In [11]:
!pip install -q beautifulsoup4 requests transformers sentence-transformers faiss-cpu langchain gradio

In [12]:
!pip install -U langchain-community



In [13]:
!pip install gradio



In [14]:
import os

# Updated Folder where the markdown files will be saved
base_folder = '/content/drive/MyDrive/md_knowledge_base'

# Dictionary containing the filenames and their respective content
md_files = {
    "general_information.md": """
# General Information about the University of Cambridge

## Location:
- Cambridge, Cambridgeshire, England, UK.

## Founded:
- 1209

## Motto:
- "Hinc lucem et pocula sacra" (From here, light and sacred draughts)

## Overview:
- The University of Cambridge is one of the oldest universities in the world, with over 800 years of history. It is known for its rigorous academic standards and its world-class research and teaching.

## Famous Alumni:
- Sir Isaac Newton
- Charles Darwin
- Stephen Hawking
- Alan Turing

## Accreditations and Rankings:
- Ranked 1st globally in the QS World University Rankings (2023).
- Member of the prestigious Russell Group of UK universities.

## Website:
- [www.cam.ac.uk](https://www.cam.ac.uk)
""",

    "admissions.md": """
# Admissions at the University of Cambridge

## Undergraduate Admissions:

### Requirements:
- **A-Levels**: A*A*A for science and engineering courses; A*AA for other courses.
- **International Baccalaureate (IB)**: 41-42 points, including core points.
- **English Language Requirements**:
  - IELTS: 7.5 overall, with no less than 7.0 in each component.
  - TOEFL iBT: 110 overall, with at least 25 in each component.

### Application Process:
- Application through UCAS.
- Deadline: 15 October of the year preceding entry.

### Documents Required:
- Personal Statement
- Reference Letter
- Academic Transcripts

### Entrance Exams:
- Cambridge Admissions Test is required for certain courses (e.g., Law, Medicine).

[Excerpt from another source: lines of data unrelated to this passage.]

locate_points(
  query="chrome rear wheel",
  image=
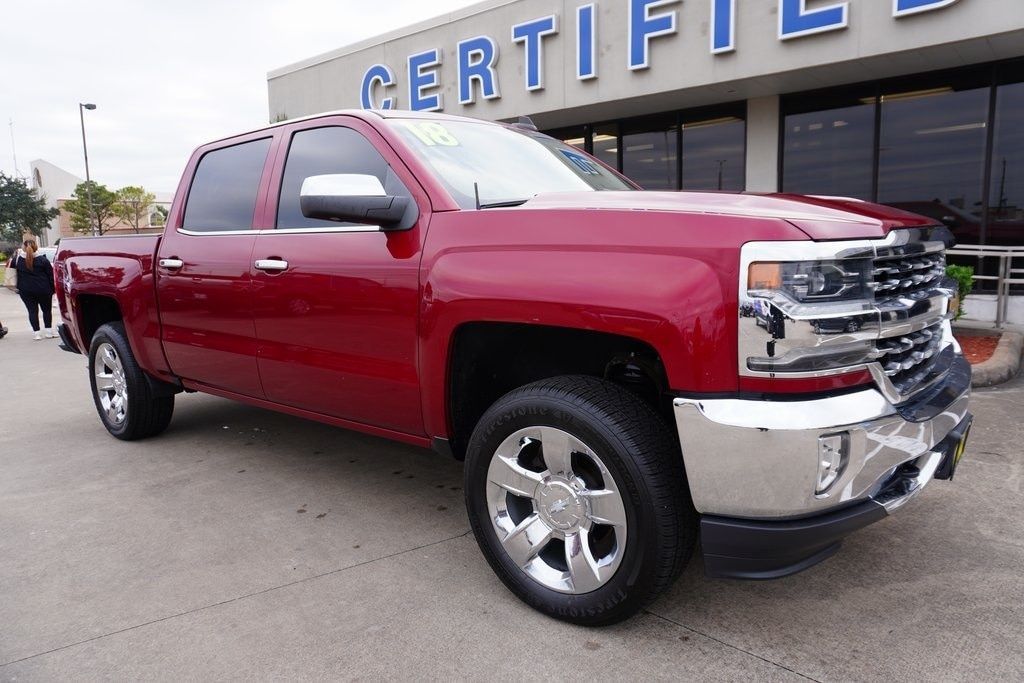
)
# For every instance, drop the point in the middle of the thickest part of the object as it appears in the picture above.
(556, 509)
(112, 388)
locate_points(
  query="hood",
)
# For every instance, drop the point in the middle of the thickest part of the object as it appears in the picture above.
(818, 217)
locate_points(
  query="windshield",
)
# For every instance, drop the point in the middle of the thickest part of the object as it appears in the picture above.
(508, 166)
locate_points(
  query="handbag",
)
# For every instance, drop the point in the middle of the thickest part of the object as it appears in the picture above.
(10, 274)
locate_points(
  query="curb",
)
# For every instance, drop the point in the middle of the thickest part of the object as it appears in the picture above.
(1004, 365)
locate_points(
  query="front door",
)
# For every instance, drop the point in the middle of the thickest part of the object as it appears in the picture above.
(336, 313)
(204, 282)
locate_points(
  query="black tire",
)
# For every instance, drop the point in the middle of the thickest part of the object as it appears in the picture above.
(145, 415)
(642, 455)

## Postgraduate Admissions:

### Requirements:
- A 2:1 UK Bachelor's degree or equivalent.

### Application Process:
- Apply directly through the University of Cambridge’s portal.

### Documents Required:
- Statement of Purpose
- Academic Transcripts
- References
- CV/Resume
""",

    "courses.md": """
# Courses at the University of Cambridge

## Undergraduate Courses:

### Some of the available undergraduate programs:
- **Anglo-Saxon, Norse, and Celtic**
- **Archaeology**
- **Classics**
- **Economics**
- **Engineering**
- **Law**
- **Mathematics**
- **Physics**
- **Philosophy**

### Example Course Duration:
- 3 years for most courses (e.g., Law, History, Economics).
- 4 years for some courses (e.g., Engineering, Architecture).

## Postgraduate Courses:

### Some of the available postgraduate programs:
- **MPhil in Computer Science**
- **MSc in Advanced Computer Science**
- **MSc in Physics**
- **MBA**
- **MSc in Economics**
- **PhD in History**

### Duration:
- MPhil: Typically 1-2 years.
- MSc: 1 year.
- PhD: 3-4 years.
""",

    "fees.md": """
# Tuition Fees and Funding at the University of Cambridge

## Undergraduate Tuition Fees:

### Home Students:
- £9,535 per year.

### International Students:
- Fees vary by course.
- Examples:
  - **Anglo-Saxon, Norse, and Celtic**: £27,024
  - **Economics**: £27,024
  - **Mathematics**: £30,144
  - **Chemical Engineering**: £41,124
  - **Veterinary Medicine**: £70,554

## Postgraduate Tuition Fees:

### University Composition Fee (UCF):
- For most postgraduate courses, the UCF varies.
- Example for MPhil: £26,300 for international students (for courses like Economics, Engineering, and Physics).

### Maintenance (Living Costs):
- Estimated at £12,000–£14,000 per year for a full-time student.
""",

    "student_life.md": """
# Student Life at the University of Cambridge

## Colleges:
- The University consists of 31 autonomous colleges, each offering accommodation, social spaces, and support services.
- Examples: **Trinity College**, **King's College**, **St John's College**.

## Extracurricular Activities:
- Over 400 student-run societies.
- Sports teams, including rowing, cricket, rugby, and athletics.

## Support Services:
- **Counseling and Mental Health Services**.
- **Disability Support**.
- **Academic and Career Support**.
""",

    "campus_facilities.md": """
# Campus Facilities at the University of Cambridge

## Libraries:
- Over 100 libraries, including the **University Library** which holds over 8 million books.

## Sports Facilities:
- **University Sports Centre**: Gym, pool, courts, and boathouse.
- Other sports facilities for cricket, rugby, and athletics.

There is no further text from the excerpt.